Under this reasoning, companies can expect to see plaintiffs' attorneys trolling for a plaintiff with actual injury, in an attempt to construct a large class of absent plaintiffs without regard to whether any of the absent members were injured. If courts permit these types of suits, California will have returned to a world in which plaintiffs can bring a representative action on behalf of thousands of people who might not have suffered any actual injury.
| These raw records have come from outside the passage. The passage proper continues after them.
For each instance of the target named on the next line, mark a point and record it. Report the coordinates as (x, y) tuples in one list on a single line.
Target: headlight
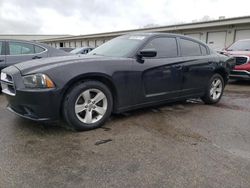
[(38, 81)]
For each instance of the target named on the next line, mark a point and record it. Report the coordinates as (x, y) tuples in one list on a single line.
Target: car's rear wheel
[(214, 90), (87, 105)]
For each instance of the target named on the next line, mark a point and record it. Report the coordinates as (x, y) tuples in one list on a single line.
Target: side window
[(165, 47), (189, 48), (39, 49), (203, 50), (18, 48)]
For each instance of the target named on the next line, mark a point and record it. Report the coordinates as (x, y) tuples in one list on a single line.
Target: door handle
[(36, 57)]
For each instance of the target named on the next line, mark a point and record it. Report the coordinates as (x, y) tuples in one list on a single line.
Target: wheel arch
[(105, 79)]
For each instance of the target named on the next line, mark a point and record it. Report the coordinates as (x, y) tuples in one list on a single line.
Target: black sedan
[(128, 72), (16, 51)]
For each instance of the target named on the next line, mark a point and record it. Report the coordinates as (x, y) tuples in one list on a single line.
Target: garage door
[(217, 40), (242, 34), (195, 35), (99, 42)]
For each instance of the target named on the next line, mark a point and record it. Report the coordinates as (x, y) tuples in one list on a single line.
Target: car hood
[(53, 62)]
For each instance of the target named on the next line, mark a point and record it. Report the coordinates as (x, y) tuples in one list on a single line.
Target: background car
[(125, 73), (82, 50), (241, 51), (15, 51)]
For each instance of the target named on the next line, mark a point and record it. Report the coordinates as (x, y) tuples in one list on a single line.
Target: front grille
[(7, 84), (241, 60)]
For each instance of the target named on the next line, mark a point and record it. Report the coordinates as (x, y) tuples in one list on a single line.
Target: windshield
[(243, 45), (118, 47)]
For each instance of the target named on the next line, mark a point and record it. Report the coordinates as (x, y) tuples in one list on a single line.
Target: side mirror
[(147, 53)]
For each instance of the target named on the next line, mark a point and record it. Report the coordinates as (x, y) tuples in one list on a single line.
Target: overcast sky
[(95, 16)]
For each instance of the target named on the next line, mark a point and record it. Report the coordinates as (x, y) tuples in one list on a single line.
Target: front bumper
[(240, 74), (34, 104)]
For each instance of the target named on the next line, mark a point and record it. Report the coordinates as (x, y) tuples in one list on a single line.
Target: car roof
[(150, 35)]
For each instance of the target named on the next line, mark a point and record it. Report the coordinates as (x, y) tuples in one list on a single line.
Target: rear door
[(2, 55), (23, 51), (160, 76)]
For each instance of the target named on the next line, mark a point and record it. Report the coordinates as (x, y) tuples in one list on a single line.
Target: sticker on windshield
[(137, 37)]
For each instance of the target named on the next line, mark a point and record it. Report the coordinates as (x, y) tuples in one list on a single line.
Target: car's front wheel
[(214, 90), (87, 105)]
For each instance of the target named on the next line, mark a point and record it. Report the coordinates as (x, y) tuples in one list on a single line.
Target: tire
[(214, 90), (87, 105)]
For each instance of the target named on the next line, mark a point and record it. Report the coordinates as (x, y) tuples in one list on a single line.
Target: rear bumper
[(240, 74)]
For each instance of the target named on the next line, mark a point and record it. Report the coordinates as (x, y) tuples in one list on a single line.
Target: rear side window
[(39, 49), (18, 48), (1, 44), (166, 47), (189, 48)]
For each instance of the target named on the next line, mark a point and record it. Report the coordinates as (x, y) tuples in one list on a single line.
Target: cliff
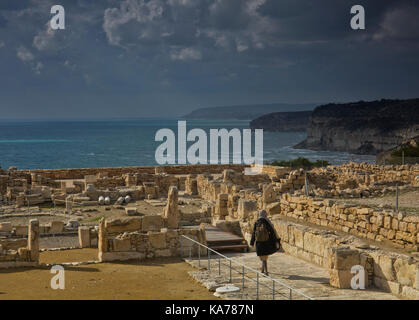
[(244, 112), (406, 152), (282, 121), (362, 127)]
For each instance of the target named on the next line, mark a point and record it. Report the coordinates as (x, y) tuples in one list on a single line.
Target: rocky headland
[(362, 127)]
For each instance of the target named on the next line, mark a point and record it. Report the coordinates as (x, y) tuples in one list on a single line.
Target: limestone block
[(6, 226), (405, 272), (33, 239), (343, 258), (120, 256), (152, 223), (163, 253), (273, 208), (131, 211), (246, 207), (298, 236), (122, 225), (281, 229), (157, 240), (171, 212), (21, 230), (56, 226), (314, 243), (388, 286), (340, 278), (24, 254), (84, 237), (410, 293), (383, 268), (121, 244)]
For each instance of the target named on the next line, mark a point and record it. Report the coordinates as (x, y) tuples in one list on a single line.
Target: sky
[(154, 58)]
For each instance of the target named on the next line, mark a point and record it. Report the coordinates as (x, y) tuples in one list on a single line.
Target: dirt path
[(155, 279)]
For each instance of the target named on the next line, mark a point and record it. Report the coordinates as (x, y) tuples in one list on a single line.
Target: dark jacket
[(264, 248)]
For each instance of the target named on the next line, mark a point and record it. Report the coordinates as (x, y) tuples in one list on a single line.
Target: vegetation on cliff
[(244, 112), (362, 127)]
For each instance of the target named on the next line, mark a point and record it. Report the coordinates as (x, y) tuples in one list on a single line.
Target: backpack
[(262, 233)]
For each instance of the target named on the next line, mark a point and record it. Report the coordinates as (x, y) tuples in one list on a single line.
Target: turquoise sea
[(114, 143)]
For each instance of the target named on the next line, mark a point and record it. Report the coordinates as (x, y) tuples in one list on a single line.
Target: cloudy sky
[(146, 58)]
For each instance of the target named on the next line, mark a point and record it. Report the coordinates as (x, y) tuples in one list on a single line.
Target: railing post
[(209, 260), (243, 278), (199, 256), (273, 290), (257, 286)]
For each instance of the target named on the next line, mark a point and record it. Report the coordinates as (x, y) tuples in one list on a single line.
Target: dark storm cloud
[(154, 57)]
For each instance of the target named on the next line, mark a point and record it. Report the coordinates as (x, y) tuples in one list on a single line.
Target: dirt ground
[(149, 280), (90, 215)]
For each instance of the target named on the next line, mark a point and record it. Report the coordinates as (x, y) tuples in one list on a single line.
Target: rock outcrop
[(362, 127), (282, 121), (244, 112)]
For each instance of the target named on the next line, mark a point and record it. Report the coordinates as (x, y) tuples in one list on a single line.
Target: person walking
[(266, 239)]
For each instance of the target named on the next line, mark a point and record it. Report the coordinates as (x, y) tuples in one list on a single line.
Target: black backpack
[(262, 232)]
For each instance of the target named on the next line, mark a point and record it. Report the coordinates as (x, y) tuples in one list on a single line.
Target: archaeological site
[(329, 219)]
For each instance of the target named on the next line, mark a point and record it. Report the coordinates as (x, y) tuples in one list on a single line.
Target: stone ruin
[(319, 230)]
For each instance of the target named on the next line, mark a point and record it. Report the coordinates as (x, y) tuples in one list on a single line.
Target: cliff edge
[(362, 127)]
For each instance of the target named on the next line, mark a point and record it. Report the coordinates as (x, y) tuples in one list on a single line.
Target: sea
[(126, 142)]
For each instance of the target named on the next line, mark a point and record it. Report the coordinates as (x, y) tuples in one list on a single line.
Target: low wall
[(119, 171), (142, 238), (21, 252), (380, 225), (389, 271)]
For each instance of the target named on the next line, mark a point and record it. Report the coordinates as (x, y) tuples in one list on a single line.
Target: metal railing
[(291, 292)]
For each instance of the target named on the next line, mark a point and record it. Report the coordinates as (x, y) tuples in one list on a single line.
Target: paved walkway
[(307, 278)]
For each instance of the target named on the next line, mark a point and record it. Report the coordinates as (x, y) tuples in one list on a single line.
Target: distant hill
[(282, 121), (362, 127), (244, 112)]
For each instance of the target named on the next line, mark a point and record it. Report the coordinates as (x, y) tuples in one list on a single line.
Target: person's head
[(263, 214)]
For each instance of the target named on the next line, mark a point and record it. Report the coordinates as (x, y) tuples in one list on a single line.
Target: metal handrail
[(246, 267)]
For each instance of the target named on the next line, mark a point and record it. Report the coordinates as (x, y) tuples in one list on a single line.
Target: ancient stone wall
[(380, 225), (21, 252), (389, 271), (143, 238), (119, 171)]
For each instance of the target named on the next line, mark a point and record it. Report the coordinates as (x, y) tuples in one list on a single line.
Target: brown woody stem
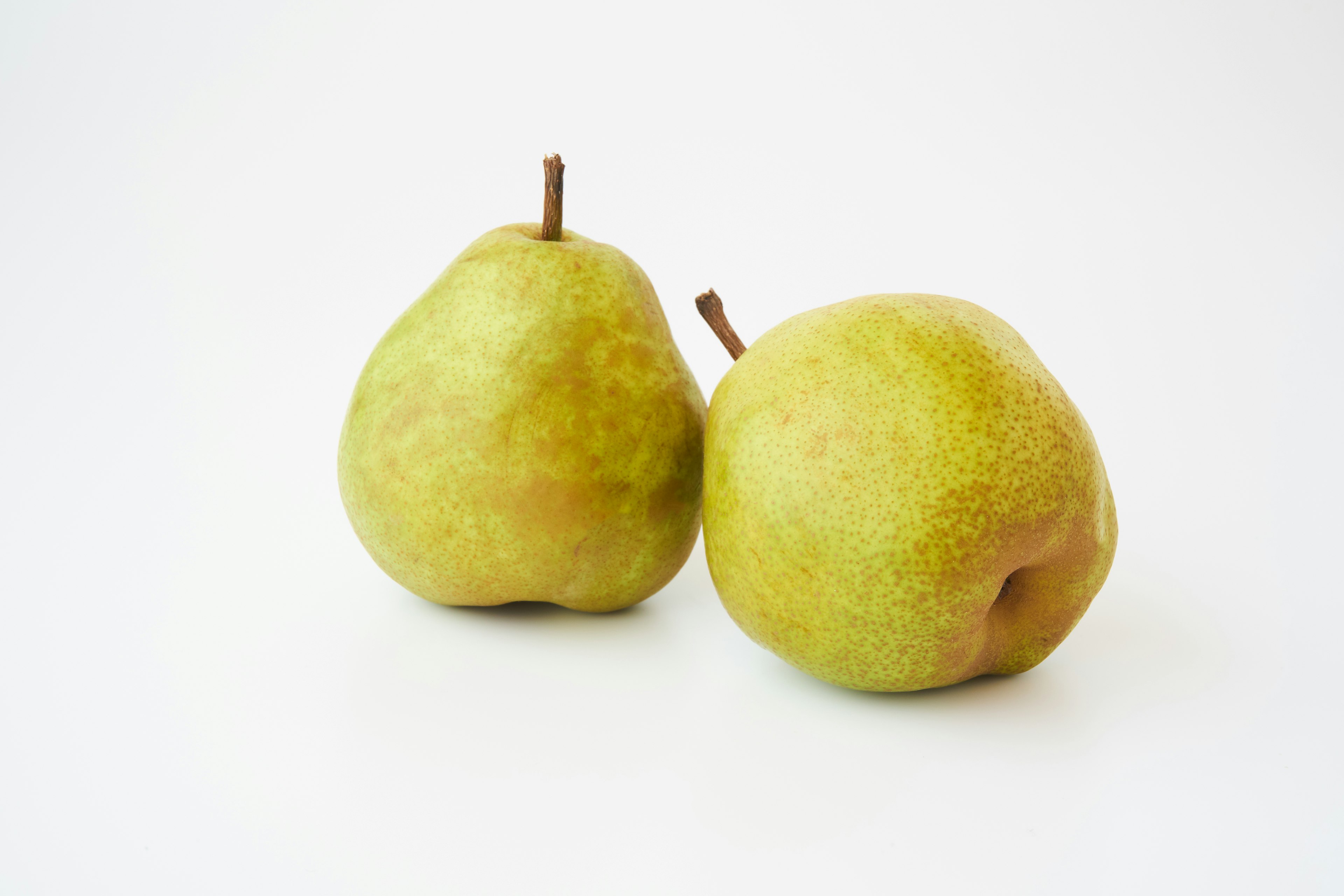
[(712, 309), (553, 205)]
Moreover, as the dissent pointed out, maintenance of a class suit traditionally requires, among other things, proof that the class representatives' claims are "typical" of the class. If the named plaintiff alone, and not the class members, suffered injury, then by definition his claim would not be typical. The dissent also pointed out that traditionally courts have held that every member of a class must have standing to pursue claims in his or her own right, and that the rule has long been that class action procedures cannot be used to alter substantive rights. But altering substantive UCL law is precisely what the majority opinion does – it allows a group of individuals who would have no right to pursue their respective claims individually (because they lack standing) to pool their claims and, with the help of one injured "representative" plaintiff, to create standing where none previously existed.
On the issue of causation, the court unanimously concluded that the language "as a result of" imposes an actual reliance requirement under the UCL's fraud prong. Justice Moreno provided a framework for pleading actual reliance: the plaintiff must allege that the defendant's misrepresentations were an immediate cause, but need not show they were the sole cause or even the decisive cause of plaintiffs' injury. The allegation of reliance is not defeated where there is alternative information available to the consumer "even regarding an issue as prominent as whether cigarette smoking causes cancer."
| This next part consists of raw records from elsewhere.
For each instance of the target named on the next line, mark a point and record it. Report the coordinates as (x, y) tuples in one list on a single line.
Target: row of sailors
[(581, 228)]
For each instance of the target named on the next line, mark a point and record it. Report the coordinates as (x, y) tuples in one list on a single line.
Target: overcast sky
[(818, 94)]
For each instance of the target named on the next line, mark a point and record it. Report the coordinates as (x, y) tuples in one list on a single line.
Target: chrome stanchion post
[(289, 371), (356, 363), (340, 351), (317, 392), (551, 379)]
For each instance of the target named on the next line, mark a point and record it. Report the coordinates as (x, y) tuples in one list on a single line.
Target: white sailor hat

The court found that the requirement of actual reliance was supported by "well-settled principles regarding the element of reliance in ordinary fraud actions." Like common law fraud, which requires a showing of actual reliance on the alleged misrepresentation, actions based on the fraud prong of the UCL also require such reliance. However, the Court took pains to note that the reliance question before it was limited to the fraud prong of a UCL claim. This leaves unsettled how courts will apply causation requirements under the unfair and unlawful prongs of the UCL.
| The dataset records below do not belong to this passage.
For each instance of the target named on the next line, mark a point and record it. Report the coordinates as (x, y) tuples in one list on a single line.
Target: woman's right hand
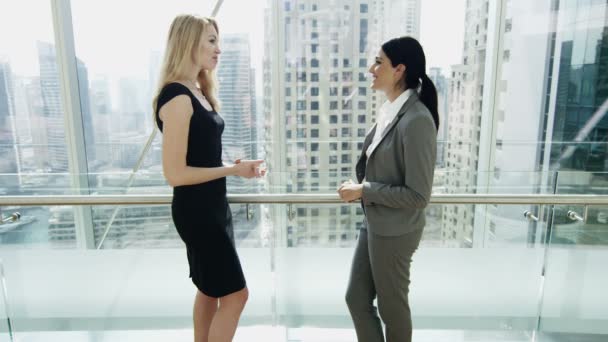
[(249, 168)]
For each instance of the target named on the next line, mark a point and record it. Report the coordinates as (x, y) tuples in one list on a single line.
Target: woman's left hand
[(350, 191)]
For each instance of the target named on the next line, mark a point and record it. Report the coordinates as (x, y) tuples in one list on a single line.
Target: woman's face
[(384, 76), (208, 49)]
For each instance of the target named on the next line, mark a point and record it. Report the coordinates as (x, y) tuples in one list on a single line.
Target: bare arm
[(176, 115), (420, 144)]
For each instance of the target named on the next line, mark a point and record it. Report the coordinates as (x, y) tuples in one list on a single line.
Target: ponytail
[(408, 51), (428, 96)]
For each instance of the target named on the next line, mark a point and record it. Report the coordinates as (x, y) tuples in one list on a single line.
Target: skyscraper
[(463, 124), (8, 153), (236, 94), (319, 113), (52, 112)]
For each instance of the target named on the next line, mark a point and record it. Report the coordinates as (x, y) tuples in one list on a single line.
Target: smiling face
[(208, 51), (385, 77)]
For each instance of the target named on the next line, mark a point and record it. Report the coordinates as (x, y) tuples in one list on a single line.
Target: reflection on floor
[(280, 334)]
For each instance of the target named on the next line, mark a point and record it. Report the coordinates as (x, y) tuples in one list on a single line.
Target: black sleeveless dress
[(201, 212)]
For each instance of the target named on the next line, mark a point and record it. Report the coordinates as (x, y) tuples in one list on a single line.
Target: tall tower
[(8, 151), (465, 96), (236, 94), (318, 115)]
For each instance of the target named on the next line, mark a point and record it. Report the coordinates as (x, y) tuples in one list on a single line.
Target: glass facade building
[(515, 243)]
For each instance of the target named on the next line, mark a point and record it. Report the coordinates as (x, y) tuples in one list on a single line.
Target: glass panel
[(492, 287), (116, 88), (38, 228), (575, 298), (126, 283), (32, 138), (5, 327), (549, 90)]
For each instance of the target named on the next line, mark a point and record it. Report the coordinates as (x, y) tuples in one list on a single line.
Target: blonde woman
[(185, 110)]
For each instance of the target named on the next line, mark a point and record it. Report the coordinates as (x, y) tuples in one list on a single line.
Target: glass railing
[(526, 268)]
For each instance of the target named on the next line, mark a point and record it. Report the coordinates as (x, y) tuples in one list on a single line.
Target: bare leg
[(227, 316), (205, 308)]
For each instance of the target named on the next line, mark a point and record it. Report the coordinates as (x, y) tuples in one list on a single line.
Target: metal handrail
[(40, 200)]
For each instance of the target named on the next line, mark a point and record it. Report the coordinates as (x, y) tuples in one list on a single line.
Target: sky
[(118, 42)]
Regrettably, the Supreme Court's decision likely will reinvigorate the use of Section 17200 as a tool by which plaintiffs attempt to extract money from businesses. There had been a strong trend since the passage of Proposition 64 to reject putative class actions that seemed to involve little "real" injury to consumers. This new opinion will reverse that trend and leave California businesses exposed to more costly litigation.